Die Abrechnung mit dem Rathaus und langsam mahlenden Mühlen, irgendwann in der Vergangenheit verortet, fällt im Hasenkostüm mit baumelnder Krawatte laaange, viel zu lange und dadurch leider langweilig aus - ausgerechnet, wenn die Komödie zur Satire wird. Das verwässert einen giftig, pointierten Blick auf Reibungspunkte zwischen Kunst und Verwaltung. Schade!

Florian Fiedler hat sich vor seinem Abschied einiges von der Seele inszeniert. Doch „Kohlenstaub und Bühnennebel“ hat nichts Bitteres. Man merkt, dass die Macher lange im Stadtarchiv gestöbert haben. Fotografien vom zerbombten Oberhausen aus der Nachkriegszeit, historische Aufnahmen der Theaterfassade und Gastarbeiter vom Pütt schimmern vom Projektor.

Theater Oberhausen: Fiedler zeigt Fiedler wie eine Comic-Figur

Fiedler selbst erscheint dann auch. Mit der bekannt langen Mähne und dem blauen Sakko über dem Schlabbershirt - gespielt von Christian Bayer. Der Intendant zeigt sich wie eine Comic-Figur mit wohltuender Selbstironie, bei dem dauernd das Handy klingt („Da muss ich jetzt drangehen“) und die Laienschauspielgruppe ständig mit „Wir unterstützen euch, wo es nur geht“ verabschiedet, bevor er erst einmal nicht mehr gesehen wird. Ein Spruch, der vielen Arbeitnehmern wahrscheinlich bekannt vorkommt.

„Kohlenstaub und Bühnennebel“ ist einen Besuch wert. Das stützt das motivierte Ensemble, allen voran Anna Polke als verzweifelte Laien-Regisseurin Rita. Einzig, wenn das Finale einsetzt, lässt Fiedler den Zuschauer in der Vorführung-in-Vorführung-Geschichte etwas unbeholfen zurück. Ohne noch mehr zu verraten: Wenn die Schauspieler zur Pop-Musik anfangen einzeln auf einem Podest zu tanzen, darf geklatscht werden. Gerne auch etwas länger.

>>> Premiere zum Theaterwochenende der Ruhrbühnen

Die Uraufführung von „Kohlenstaub und Bühnennebel“ ist am Samstagabend im Rahmen des Theaterwochenendes „Zehn X Freiheit“ der Ruhrbühnen gelaufen.

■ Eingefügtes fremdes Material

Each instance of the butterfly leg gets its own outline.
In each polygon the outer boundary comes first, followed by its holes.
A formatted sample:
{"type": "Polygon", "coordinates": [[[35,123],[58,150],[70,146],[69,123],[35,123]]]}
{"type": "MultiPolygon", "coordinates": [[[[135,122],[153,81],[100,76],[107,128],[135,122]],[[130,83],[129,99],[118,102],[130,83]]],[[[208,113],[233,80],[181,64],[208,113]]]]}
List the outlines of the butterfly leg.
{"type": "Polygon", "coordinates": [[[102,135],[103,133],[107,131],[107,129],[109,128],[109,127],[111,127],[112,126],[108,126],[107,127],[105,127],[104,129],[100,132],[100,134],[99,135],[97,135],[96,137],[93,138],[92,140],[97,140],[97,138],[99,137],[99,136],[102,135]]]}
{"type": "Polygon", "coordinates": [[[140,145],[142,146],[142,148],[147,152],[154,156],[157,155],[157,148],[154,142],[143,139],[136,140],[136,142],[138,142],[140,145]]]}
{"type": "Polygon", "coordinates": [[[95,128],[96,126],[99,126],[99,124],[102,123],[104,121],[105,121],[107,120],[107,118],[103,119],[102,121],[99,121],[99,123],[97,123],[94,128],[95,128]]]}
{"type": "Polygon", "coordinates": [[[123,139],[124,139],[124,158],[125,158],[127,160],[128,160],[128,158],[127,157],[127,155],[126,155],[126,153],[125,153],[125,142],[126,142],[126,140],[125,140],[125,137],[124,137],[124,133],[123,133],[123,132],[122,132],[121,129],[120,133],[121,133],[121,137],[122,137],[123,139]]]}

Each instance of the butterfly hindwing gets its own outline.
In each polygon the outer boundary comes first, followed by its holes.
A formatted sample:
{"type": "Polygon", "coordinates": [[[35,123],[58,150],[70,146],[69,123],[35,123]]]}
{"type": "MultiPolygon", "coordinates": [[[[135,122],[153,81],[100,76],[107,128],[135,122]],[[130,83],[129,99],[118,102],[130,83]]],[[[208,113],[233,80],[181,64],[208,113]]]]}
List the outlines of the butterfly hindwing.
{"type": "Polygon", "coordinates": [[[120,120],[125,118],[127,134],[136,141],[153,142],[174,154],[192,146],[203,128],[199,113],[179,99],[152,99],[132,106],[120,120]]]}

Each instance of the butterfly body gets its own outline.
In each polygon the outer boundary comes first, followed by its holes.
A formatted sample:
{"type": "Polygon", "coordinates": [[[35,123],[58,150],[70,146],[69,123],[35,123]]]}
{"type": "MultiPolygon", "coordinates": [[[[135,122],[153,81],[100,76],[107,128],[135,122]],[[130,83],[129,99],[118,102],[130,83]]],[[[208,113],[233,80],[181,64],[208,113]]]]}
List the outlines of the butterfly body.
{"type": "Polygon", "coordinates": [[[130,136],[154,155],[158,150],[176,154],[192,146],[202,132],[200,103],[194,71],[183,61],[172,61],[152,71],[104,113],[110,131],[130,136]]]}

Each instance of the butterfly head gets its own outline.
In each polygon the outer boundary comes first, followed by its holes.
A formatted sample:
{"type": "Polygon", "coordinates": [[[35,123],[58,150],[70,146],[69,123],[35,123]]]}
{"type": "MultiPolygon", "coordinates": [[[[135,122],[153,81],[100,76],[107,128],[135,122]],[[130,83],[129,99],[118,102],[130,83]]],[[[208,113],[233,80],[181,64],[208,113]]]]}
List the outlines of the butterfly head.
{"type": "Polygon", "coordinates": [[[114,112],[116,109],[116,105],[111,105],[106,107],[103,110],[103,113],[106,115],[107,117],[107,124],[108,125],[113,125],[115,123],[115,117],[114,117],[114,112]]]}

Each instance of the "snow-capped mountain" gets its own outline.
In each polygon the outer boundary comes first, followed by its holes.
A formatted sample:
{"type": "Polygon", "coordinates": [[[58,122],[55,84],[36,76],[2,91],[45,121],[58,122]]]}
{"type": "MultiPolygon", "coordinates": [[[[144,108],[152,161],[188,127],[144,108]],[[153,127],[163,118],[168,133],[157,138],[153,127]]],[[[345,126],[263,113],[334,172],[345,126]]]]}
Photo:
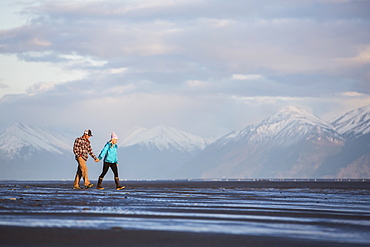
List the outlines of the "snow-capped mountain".
{"type": "Polygon", "coordinates": [[[73,138],[43,127],[15,123],[0,131],[0,179],[65,179],[76,166],[73,138]]]}
{"type": "Polygon", "coordinates": [[[331,123],[342,135],[356,138],[370,133],[370,105],[347,112],[331,123]]]}
{"type": "Polygon", "coordinates": [[[159,151],[178,150],[191,153],[204,149],[207,144],[202,137],[161,125],[152,129],[135,128],[120,146],[140,145],[150,149],[157,148],[159,151]]]}
{"type": "Polygon", "coordinates": [[[340,152],[343,145],[330,124],[290,106],[258,125],[220,138],[180,172],[204,178],[310,177],[325,157],[340,152]],[[192,173],[196,167],[202,170],[192,173]]]}
{"type": "Polygon", "coordinates": [[[120,144],[120,169],[129,179],[171,179],[206,146],[204,138],[174,128],[135,128],[120,144]]]}
{"type": "Polygon", "coordinates": [[[70,139],[42,127],[15,123],[0,132],[0,152],[8,157],[19,154],[24,148],[62,154],[71,150],[70,139]]]}

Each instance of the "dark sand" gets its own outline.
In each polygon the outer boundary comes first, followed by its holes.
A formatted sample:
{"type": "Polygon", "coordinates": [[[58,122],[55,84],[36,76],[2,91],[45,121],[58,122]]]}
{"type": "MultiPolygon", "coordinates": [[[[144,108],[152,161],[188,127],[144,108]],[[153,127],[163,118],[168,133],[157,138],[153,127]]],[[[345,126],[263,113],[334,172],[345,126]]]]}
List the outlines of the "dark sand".
{"type": "Polygon", "coordinates": [[[3,182],[0,246],[370,246],[367,181],[3,182]]]}

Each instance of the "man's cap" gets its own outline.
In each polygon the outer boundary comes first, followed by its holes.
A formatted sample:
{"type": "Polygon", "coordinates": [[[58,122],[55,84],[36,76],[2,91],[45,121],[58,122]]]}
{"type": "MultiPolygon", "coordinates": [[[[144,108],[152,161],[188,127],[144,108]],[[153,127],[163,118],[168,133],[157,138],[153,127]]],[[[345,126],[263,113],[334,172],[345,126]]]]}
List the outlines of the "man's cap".
{"type": "Polygon", "coordinates": [[[88,135],[88,136],[92,136],[92,132],[91,130],[85,130],[84,134],[88,135]]]}

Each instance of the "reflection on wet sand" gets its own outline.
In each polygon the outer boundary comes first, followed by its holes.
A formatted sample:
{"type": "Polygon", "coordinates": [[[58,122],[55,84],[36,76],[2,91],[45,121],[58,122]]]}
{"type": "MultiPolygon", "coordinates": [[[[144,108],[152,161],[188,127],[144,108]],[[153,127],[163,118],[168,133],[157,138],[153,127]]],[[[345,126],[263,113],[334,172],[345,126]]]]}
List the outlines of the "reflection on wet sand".
{"type": "Polygon", "coordinates": [[[79,246],[97,246],[96,238],[131,246],[370,243],[366,180],[126,181],[125,186],[116,191],[107,182],[101,191],[72,190],[70,181],[5,182],[0,245],[63,246],[74,243],[77,232],[86,236],[79,246]]]}

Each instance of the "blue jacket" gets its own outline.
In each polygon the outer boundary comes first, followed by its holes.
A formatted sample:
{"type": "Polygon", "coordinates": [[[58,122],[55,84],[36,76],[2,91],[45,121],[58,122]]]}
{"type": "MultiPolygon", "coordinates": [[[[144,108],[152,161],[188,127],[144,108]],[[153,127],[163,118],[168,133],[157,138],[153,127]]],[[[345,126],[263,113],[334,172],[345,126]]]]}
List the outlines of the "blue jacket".
{"type": "Polygon", "coordinates": [[[117,149],[117,144],[112,144],[110,141],[107,142],[100,152],[98,159],[102,160],[104,157],[105,162],[118,164],[117,149]]]}

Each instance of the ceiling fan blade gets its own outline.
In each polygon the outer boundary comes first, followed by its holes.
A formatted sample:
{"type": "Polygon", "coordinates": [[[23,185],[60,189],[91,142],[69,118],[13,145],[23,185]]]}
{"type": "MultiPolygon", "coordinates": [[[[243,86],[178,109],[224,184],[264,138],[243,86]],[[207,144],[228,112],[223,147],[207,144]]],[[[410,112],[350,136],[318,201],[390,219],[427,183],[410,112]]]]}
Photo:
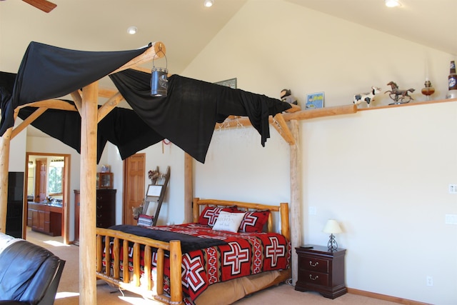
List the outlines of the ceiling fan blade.
{"type": "Polygon", "coordinates": [[[50,12],[51,11],[54,9],[56,6],[57,6],[57,4],[54,4],[54,3],[49,2],[49,1],[46,1],[46,0],[22,0],[22,1],[28,3],[30,5],[33,5],[36,8],[41,9],[41,11],[46,13],[50,12]]]}

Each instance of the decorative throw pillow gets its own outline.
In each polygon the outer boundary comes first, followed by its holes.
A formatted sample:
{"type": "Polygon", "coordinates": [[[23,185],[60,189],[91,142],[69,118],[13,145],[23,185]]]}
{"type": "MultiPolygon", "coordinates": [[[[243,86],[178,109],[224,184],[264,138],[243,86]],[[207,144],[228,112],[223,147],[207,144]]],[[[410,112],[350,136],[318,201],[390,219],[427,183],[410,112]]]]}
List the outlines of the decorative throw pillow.
{"type": "Polygon", "coordinates": [[[149,216],[144,214],[140,214],[138,217],[138,225],[140,226],[151,226],[154,216],[149,216]]]}
{"type": "Polygon", "coordinates": [[[238,232],[240,224],[244,217],[244,213],[229,213],[221,211],[213,226],[214,231],[228,231],[238,232]]]}
{"type": "Polygon", "coordinates": [[[240,232],[262,232],[269,215],[268,210],[246,212],[240,224],[240,232]]]}
{"type": "Polygon", "coordinates": [[[236,206],[224,207],[206,206],[200,214],[199,224],[209,226],[214,226],[214,224],[216,224],[216,221],[217,220],[217,217],[219,216],[219,213],[221,213],[221,211],[231,213],[238,211],[238,209],[236,208],[236,206]]]}

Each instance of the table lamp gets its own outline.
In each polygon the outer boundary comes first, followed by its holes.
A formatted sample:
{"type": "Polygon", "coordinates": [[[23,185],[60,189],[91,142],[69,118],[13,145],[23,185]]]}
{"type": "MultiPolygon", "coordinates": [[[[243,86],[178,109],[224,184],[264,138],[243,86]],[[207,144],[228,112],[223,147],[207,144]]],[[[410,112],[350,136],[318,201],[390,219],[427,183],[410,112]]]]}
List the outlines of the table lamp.
{"type": "Polygon", "coordinates": [[[335,240],[335,236],[333,234],[341,233],[341,228],[339,224],[335,219],[328,219],[327,223],[326,224],[326,226],[323,227],[323,230],[322,230],[323,233],[329,233],[330,234],[330,239],[328,240],[328,244],[327,246],[328,246],[328,251],[331,252],[335,251],[338,250],[338,244],[336,244],[336,241],[335,240]]]}

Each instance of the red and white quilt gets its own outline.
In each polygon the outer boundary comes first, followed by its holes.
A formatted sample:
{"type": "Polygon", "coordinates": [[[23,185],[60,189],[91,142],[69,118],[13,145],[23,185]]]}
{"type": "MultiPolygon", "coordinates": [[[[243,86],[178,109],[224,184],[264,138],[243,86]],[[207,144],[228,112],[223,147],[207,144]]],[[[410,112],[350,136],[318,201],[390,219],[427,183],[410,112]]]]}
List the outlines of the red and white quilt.
{"type": "MultiPolygon", "coordinates": [[[[231,233],[214,231],[211,226],[198,224],[147,229],[216,239],[226,243],[183,253],[183,293],[192,301],[211,284],[263,271],[286,269],[291,261],[291,244],[277,233],[231,233]]],[[[169,261],[167,258],[165,261],[165,274],[168,278],[169,261]]],[[[155,264],[155,253],[153,261],[155,264]]],[[[166,290],[169,288],[168,284],[166,279],[166,290]]]]}

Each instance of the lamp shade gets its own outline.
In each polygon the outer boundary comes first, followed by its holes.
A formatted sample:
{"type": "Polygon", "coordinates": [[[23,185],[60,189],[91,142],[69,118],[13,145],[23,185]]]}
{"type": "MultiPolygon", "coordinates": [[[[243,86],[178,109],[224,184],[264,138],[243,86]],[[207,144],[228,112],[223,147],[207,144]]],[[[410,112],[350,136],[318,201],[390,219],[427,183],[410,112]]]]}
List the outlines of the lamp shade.
{"type": "Polygon", "coordinates": [[[338,224],[338,222],[336,222],[335,219],[328,219],[322,231],[323,233],[328,233],[331,234],[342,232],[340,225],[338,224]]]}

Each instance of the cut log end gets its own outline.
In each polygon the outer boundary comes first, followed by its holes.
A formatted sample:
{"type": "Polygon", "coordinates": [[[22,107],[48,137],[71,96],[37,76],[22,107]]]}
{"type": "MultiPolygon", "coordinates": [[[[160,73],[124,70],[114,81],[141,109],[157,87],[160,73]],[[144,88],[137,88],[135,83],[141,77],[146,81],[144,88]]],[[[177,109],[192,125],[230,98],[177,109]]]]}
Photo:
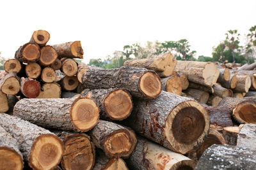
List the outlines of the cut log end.
{"type": "Polygon", "coordinates": [[[104,106],[109,118],[122,120],[131,115],[132,110],[132,97],[125,90],[118,89],[106,97],[104,106]]]}
{"type": "Polygon", "coordinates": [[[42,134],[33,143],[29,154],[29,166],[35,169],[51,169],[60,162],[63,144],[55,135],[42,134]]]}
{"type": "Polygon", "coordinates": [[[82,132],[86,132],[98,123],[99,108],[93,99],[79,97],[71,106],[70,117],[76,128],[82,132]]]}
{"type": "Polygon", "coordinates": [[[0,169],[23,169],[23,159],[20,155],[8,147],[0,147],[0,169]]]}
{"type": "Polygon", "coordinates": [[[161,91],[160,78],[152,72],[146,72],[141,76],[139,86],[141,92],[150,99],[157,97],[161,91]]]}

Die Inszenierung können sich Interessierte für 20 Euro noch mindestens bis Ende Dezember in der Aula des Bertha-von-Suttner-Gymnasiums an der Bismarckstraße 53 anschauen. Achtung: Der Eingang befindet sich auf dem Schulhof an der Goethestraße. Der nächste Termin: Mittwoch, 3. November, 19.30 Uhr.